ETA: I got the image to go to 9 P.M. (My Mountain Time now) by clicking on the "Previous" link in the lower left corner of the page. And you have to change the date, too. Then the two wind maps coincide.
PoindexterOglethorpe
(25,839 posts)shows a quite interesting track for Jose.
It has that storm heading north, far enough away from the United States that it should have little effect. Until September 19th, which is as far as it projects. On that date, Jose looks like it's aiming for Massachusetts. Scary.
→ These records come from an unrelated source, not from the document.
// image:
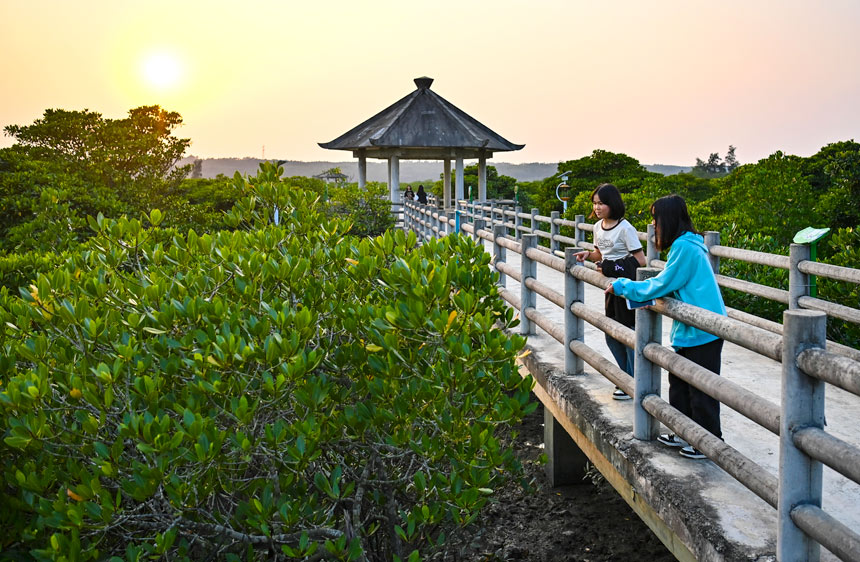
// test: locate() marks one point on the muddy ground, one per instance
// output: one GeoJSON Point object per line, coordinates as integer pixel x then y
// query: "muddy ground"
{"type": "Point", "coordinates": [581, 523]}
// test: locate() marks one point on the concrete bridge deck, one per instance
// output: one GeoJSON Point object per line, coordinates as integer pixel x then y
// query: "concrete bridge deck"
{"type": "Point", "coordinates": [698, 510]}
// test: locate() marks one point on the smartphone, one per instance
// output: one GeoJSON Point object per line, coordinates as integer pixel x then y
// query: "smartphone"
{"type": "Point", "coordinates": [633, 305]}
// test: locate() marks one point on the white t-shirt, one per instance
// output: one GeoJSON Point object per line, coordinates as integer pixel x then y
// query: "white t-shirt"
{"type": "Point", "coordinates": [616, 242]}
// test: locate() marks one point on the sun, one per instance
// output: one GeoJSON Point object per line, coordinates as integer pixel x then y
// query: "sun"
{"type": "Point", "coordinates": [162, 71]}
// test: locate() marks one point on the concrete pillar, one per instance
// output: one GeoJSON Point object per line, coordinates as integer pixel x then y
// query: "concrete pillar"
{"type": "Point", "coordinates": [800, 476]}
{"type": "Point", "coordinates": [646, 375]}
{"type": "Point", "coordinates": [458, 178]}
{"type": "Point", "coordinates": [477, 225]}
{"type": "Point", "coordinates": [499, 251]}
{"type": "Point", "coordinates": [518, 222]}
{"type": "Point", "coordinates": [712, 238]}
{"type": "Point", "coordinates": [574, 326]}
{"type": "Point", "coordinates": [395, 179]}
{"type": "Point", "coordinates": [446, 183]}
{"type": "Point", "coordinates": [482, 178]}
{"type": "Point", "coordinates": [566, 463]}
{"type": "Point", "coordinates": [362, 170]}
{"type": "Point", "coordinates": [528, 298]}
{"type": "Point", "coordinates": [798, 282]}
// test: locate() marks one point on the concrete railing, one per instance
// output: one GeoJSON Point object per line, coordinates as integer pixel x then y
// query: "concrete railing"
{"type": "Point", "coordinates": [809, 362]}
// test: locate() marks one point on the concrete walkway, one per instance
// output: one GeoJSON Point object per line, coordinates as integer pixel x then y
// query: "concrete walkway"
{"type": "Point", "coordinates": [701, 512]}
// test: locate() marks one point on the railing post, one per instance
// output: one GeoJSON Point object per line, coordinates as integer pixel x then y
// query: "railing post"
{"type": "Point", "coordinates": [553, 231]}
{"type": "Point", "coordinates": [578, 233]}
{"type": "Point", "coordinates": [528, 298]}
{"type": "Point", "coordinates": [499, 251]}
{"type": "Point", "coordinates": [574, 326]}
{"type": "Point", "coordinates": [800, 477]}
{"type": "Point", "coordinates": [646, 375]}
{"type": "Point", "coordinates": [518, 222]}
{"type": "Point", "coordinates": [798, 282]}
{"type": "Point", "coordinates": [477, 225]}
{"type": "Point", "coordinates": [651, 252]}
{"type": "Point", "coordinates": [712, 238]}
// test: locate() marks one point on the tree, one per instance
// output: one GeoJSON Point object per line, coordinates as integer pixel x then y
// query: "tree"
{"type": "Point", "coordinates": [71, 164]}
{"type": "Point", "coordinates": [135, 156]}
{"type": "Point", "coordinates": [273, 390]}
{"type": "Point", "coordinates": [731, 161]}
{"type": "Point", "coordinates": [834, 175]}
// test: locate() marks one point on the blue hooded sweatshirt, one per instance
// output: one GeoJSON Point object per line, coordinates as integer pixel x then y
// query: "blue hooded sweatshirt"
{"type": "Point", "coordinates": [687, 277]}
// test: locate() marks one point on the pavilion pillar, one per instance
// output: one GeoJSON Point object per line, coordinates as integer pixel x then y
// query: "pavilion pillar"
{"type": "Point", "coordinates": [482, 178]}
{"type": "Point", "coordinates": [362, 170]}
{"type": "Point", "coordinates": [446, 183]}
{"type": "Point", "coordinates": [458, 180]}
{"type": "Point", "coordinates": [394, 185]}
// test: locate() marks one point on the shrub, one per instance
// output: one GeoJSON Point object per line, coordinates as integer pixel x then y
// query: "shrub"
{"type": "Point", "coordinates": [270, 391]}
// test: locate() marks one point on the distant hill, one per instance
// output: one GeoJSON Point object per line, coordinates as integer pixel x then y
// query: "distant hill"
{"type": "Point", "coordinates": [667, 170]}
{"type": "Point", "coordinates": [410, 170]}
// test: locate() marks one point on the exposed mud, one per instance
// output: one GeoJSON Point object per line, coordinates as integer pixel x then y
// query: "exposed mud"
{"type": "Point", "coordinates": [588, 522]}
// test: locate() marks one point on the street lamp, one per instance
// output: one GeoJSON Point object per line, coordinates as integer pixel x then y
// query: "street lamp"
{"type": "Point", "coordinates": [564, 196]}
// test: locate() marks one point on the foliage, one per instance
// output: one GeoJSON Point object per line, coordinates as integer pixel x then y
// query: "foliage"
{"type": "Point", "coordinates": [368, 209]}
{"type": "Point", "coordinates": [586, 173]}
{"type": "Point", "coordinates": [498, 187]}
{"type": "Point", "coordinates": [715, 167]}
{"type": "Point", "coordinates": [72, 164]}
{"type": "Point", "coordinates": [841, 248]}
{"type": "Point", "coordinates": [834, 176]}
{"type": "Point", "coordinates": [135, 156]}
{"type": "Point", "coordinates": [270, 390]}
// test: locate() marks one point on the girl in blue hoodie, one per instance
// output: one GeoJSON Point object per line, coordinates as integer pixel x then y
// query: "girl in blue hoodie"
{"type": "Point", "coordinates": [689, 278]}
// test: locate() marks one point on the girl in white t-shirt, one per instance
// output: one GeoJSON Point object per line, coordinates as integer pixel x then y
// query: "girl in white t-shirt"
{"type": "Point", "coordinates": [617, 253]}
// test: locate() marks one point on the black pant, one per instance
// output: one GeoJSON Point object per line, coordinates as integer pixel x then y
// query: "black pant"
{"type": "Point", "coordinates": [691, 401]}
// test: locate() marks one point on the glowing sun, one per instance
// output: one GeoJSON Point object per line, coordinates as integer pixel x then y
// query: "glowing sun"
{"type": "Point", "coordinates": [161, 71]}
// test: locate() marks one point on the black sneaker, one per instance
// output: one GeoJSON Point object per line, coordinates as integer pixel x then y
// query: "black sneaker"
{"type": "Point", "coordinates": [619, 394]}
{"type": "Point", "coordinates": [691, 453]}
{"type": "Point", "coordinates": [672, 440]}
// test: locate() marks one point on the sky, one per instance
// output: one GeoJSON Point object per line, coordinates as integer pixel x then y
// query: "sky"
{"type": "Point", "coordinates": [662, 81]}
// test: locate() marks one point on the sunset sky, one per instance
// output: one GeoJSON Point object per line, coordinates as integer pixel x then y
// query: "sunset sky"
{"type": "Point", "coordinates": [662, 81]}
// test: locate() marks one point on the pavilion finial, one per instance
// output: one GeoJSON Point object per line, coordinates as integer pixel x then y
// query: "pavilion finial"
{"type": "Point", "coordinates": [423, 83]}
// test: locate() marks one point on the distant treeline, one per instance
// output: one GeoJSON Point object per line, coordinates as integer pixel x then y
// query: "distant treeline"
{"type": "Point", "coordinates": [410, 170]}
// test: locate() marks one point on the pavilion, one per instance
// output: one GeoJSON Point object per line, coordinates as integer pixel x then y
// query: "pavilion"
{"type": "Point", "coordinates": [423, 126]}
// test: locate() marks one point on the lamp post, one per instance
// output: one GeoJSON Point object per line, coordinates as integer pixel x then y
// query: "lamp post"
{"type": "Point", "coordinates": [564, 197]}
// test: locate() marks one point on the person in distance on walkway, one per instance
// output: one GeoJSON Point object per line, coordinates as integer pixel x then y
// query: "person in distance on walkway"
{"type": "Point", "coordinates": [688, 277]}
{"type": "Point", "coordinates": [617, 253]}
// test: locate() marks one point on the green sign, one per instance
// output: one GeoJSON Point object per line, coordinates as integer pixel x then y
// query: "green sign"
{"type": "Point", "coordinates": [810, 235]}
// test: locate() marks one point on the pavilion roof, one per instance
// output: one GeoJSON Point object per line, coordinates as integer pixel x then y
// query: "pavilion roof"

Here's the link to that date:
https://www.ventusky.com/?p=26.8;-86.2;4&l=temperature&t=20170919/06
eleny
(46,166 posts)But when I checked the 10-day forecast at Weather.com for my old neighborhood in Queens, rain is predicted starting on the 15th but the wind speeds are fairly low. I'll be interested to follow Jose, too.
calimary
(81,179 posts)Mesmerizing to watch.
Thanks for posting this, L. Coyote!
dixiegrrrrl
(60,010 posts)And we are cancer, given the things we have done to destroy so much of it.
Interesting that peoples all over the globe have had the same concept for "Mother Earth" for millennium.
L. Coyote
(51,129 posts)These wind maps certainly illustrate the energy dynamics of our solar system, especially the contrast between land and water. Living in Oregon near the coast, I'm watching that dynamic a lot every winter as storms build over the Pacific and head our way.
The idea that the Earth is a like form is actually scientifically tenable. If life can organize based on carbon, then silica with the same valence property might also support something akin in organization, albeit in a state that carbon-based life cannot tolerate, molten rock. But, would the core even give a shit about the crust?